Lee Bisset as Brunnhilde in Götterdämmerung at Longborough Festival Opera. Photograph: Jon Hobley/Matthew Williams-Ellis

As a reflection of the present state of things, politically and ecologically, Wagner’s final opera of his Ring tetralogy is an uncomfortable reminder that the hunger for power, together with the ambition and fundamental greed that feeds it, never goes away, only returning in ever more threatening waves. It’s as well that the cumulative strengths of Longborough Festival Opera’s production, now reaching its apogee in Götterdämmerung, should be so deeply satisfying musically as to engender elements of hope.

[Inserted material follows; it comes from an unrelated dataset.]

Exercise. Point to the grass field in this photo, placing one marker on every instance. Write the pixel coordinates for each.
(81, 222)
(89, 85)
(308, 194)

Realising Wagner’s own epic ambition in the context of Longborough’s small, Bayreuth-inspired theatre is primarily the remarkable achievement of conductor Anthony Negus, undoubted lord of this Ring. His authority and understanding permeate every bar. The tone-colours coaxed from his musicians – albeit necessarily fewer than in big houses – are captivating, and the sense that his fine cast of singers were able to luxuriate in the orchestral sound as well as their own is underpinned by tight discipline.

Heroine of the night is Lee Bisset’s Brünnhilde, her sumptuous soprano radiating passion whether driven by love, anguish or anger at betrayal. Sculpting phrases with great expressiveness and, particularly in her various duets, finding the equivalent physical gestures to make her characterisation natural and credible, she was magnificent throughout. The chief virtue of her Siegfried, Bradley Daley, was the clarity of his diction allied to vocal stamina. Following the chicanery of this galumphing youth being drugged and duped, it was in dying, and the tender memory of his love for Brünnhilde, that he engendered most sympathy. Julian Close’s Hagen was powerfully sung, emphasising his tortured side as well as the evil of his machinations, while baritone Benedict Nelson was an impressive Gunther. Laure Melroy as his sister Gutrune, Catherine Carby as Waltraute, the trios first of Norns – notably Mae Heydorn – and then Rhinemaidens, as well as the male chorus of Hagen’s vassals, all made their mark.

Director Amy Lane and set designer Rhiannon Newman Brown’s staging felt inconsistent, with Tim Baxter’s video design awkwardly framed. Clouds, lakes, water falling like Niagara and the flickering of Loge’s fire were sometimes more distracting than atmospheric, as was the image of a brutalist Valhalla high on a mountain, which would not burn even in a conflagration of all the ash trees.

Against the glorious symphony with which the opera ends, and with the reappearance of the theme of ecstasy reinforcing the redemptive element of Brünnhilde’s self-sacrifice and immolation, Lane’s suggestion that this daughter of the gods was reunited in death with Wotan as well as with Siegfried, may have implied all-fine-in-the-end closure. But when a red light was shone into the audience, as though embracing all in the deathly flames, the effect was sobering.